Monday, 27 April 2009

Brand loyalty: can it be bought?

Writing in today's BrandChannel, Barry Silverstein (co-author of The Breakaway Brand) asks a question to which most of us assume the answer is yes: "Can Brand Loyalty Be Bought?". After summarising the heavy use of brand loyalty programmes, particularly in the airline, hotel and financial sectors, he cites industry figures that claim high levels of membership and participation and then writes, in relevant part:

"... For retailers, buying brand loyalty may be more of a challenge. The research conducted by COLLOQUY “suggests that typical two-tier pricing and discount-based rewards—the model that dominates high-frequency retail environments—simply don’t engage consumers,” the company says. “The retail discount reward is now a commodity.”

... a significant percentage of consumers do not participate in loyalty programs. As reasons for their lack of participation, they cite such economic factors as the need to spend too much and not wanting to pay a program fee, according to COLLOQUY’s research.

There are other non-financial demotivators that brand marketers need to understand. Consumers cited “boring rewards” and the feeling that “all loyalty programs look alike” as reasons for not belonging to a loyalty program. Additionally, there was a high percentage of what COLLOQUY refers to as “category churners—people who had previously played the game and dropped out.” According to the company, “While dropping out of a program is a common consumer experience, the number of consumers churning from the entire category of loyalty programs should raise alarms for loyalty marketers. Clearly, we’re not doing enough to keep customers engaged.”

All audience segments offered as a primary reason for non-participation the “lack of compelling rewards.” Almost half of non-belongers said loyalty programs look too similar. A third issue is the amount of churn: it appears that, regardless of audience segment, people join and then drop out of loyalty programs in relatively high numbers.

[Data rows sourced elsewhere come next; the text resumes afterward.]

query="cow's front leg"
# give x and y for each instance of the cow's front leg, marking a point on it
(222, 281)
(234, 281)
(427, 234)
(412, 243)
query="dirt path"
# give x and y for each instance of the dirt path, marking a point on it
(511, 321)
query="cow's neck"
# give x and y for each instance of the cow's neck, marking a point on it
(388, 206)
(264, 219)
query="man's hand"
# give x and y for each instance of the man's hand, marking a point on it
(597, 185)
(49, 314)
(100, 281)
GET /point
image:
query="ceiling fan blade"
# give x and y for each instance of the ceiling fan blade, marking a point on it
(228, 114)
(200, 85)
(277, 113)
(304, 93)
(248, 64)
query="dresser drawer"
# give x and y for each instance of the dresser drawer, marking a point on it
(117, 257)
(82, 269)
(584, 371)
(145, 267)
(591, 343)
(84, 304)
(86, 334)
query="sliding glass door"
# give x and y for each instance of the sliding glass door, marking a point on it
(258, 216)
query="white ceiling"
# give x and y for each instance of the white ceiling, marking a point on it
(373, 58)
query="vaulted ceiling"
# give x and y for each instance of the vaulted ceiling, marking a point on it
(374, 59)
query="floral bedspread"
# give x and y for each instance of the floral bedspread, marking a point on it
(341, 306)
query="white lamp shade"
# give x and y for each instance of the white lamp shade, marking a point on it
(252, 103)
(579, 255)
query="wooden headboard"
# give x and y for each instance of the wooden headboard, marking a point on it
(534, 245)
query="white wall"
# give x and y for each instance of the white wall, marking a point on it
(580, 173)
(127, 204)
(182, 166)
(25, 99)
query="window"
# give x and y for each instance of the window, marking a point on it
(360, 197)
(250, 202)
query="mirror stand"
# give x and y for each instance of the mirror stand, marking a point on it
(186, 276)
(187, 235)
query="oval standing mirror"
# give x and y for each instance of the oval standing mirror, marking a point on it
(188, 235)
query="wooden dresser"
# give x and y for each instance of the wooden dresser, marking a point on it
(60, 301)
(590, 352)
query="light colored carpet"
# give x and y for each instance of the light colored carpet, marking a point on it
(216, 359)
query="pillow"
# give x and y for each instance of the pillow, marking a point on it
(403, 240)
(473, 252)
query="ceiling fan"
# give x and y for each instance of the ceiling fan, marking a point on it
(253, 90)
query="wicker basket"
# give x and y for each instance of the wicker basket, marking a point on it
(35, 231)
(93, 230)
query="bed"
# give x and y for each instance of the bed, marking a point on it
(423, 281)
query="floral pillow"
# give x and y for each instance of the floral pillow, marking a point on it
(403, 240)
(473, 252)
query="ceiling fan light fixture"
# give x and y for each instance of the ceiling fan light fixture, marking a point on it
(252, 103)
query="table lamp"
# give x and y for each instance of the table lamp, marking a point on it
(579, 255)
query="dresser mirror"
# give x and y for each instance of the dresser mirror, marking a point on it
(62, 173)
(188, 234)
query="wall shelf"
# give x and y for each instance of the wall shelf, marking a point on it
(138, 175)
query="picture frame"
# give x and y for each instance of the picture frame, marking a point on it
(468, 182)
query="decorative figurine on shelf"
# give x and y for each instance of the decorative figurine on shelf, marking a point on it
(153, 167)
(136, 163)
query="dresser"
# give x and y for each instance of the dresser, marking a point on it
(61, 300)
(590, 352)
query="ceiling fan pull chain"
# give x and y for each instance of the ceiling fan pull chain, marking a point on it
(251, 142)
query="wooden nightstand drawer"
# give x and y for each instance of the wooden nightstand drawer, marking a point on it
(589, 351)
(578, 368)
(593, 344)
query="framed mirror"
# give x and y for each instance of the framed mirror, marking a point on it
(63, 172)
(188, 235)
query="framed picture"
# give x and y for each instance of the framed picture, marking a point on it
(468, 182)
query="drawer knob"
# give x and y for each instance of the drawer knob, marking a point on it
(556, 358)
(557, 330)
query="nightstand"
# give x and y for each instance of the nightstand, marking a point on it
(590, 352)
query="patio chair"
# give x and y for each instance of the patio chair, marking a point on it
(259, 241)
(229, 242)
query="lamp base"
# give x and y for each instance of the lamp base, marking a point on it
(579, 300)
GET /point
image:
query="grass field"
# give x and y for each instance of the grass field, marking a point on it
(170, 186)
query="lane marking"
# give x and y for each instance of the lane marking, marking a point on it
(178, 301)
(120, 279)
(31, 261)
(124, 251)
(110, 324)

Those disappearing high numbers represent lost brand engagement opportunities—a high price for brands to pay in such challenging economic times".
There was once a time when, within the retail sector, brand loyalty was achieved by the creation and establishment of a good reputation for quality, reliability or value for money which would encourage consumers to make repeat purchases. Perhaps one reason why loyalty schemes don't work particularly well in this sector is that they tend to play on the mind of the consumer by offering something other than the branded product to which they wish the consumer to adhere.

1 comment:

Mark Anderson said...

Are we discussing loyalty to a brand or loyalty to a company? Or even loyalty to a loyalty scheme? I am not sure how much of a "brands" issue this is.

Traditionally, the best known loyalty scheme was Green Shield Stamps, offered by Tesco among others. Tesco abandoned it many years ago in favour of a discounting policy. GSS was not owned by Tesco.

In more recent years, Air Miles has been popular, but again has had a distinct brand, separate from that of the organisations that sponsored it, eg British Airways.

If I build up loyalty "points" with British Airways rather than British Midland (or, to use its brand, bmi), in what sense is this loyalty to a brand, rather than a company?

I am not convinced that this is a brand issue.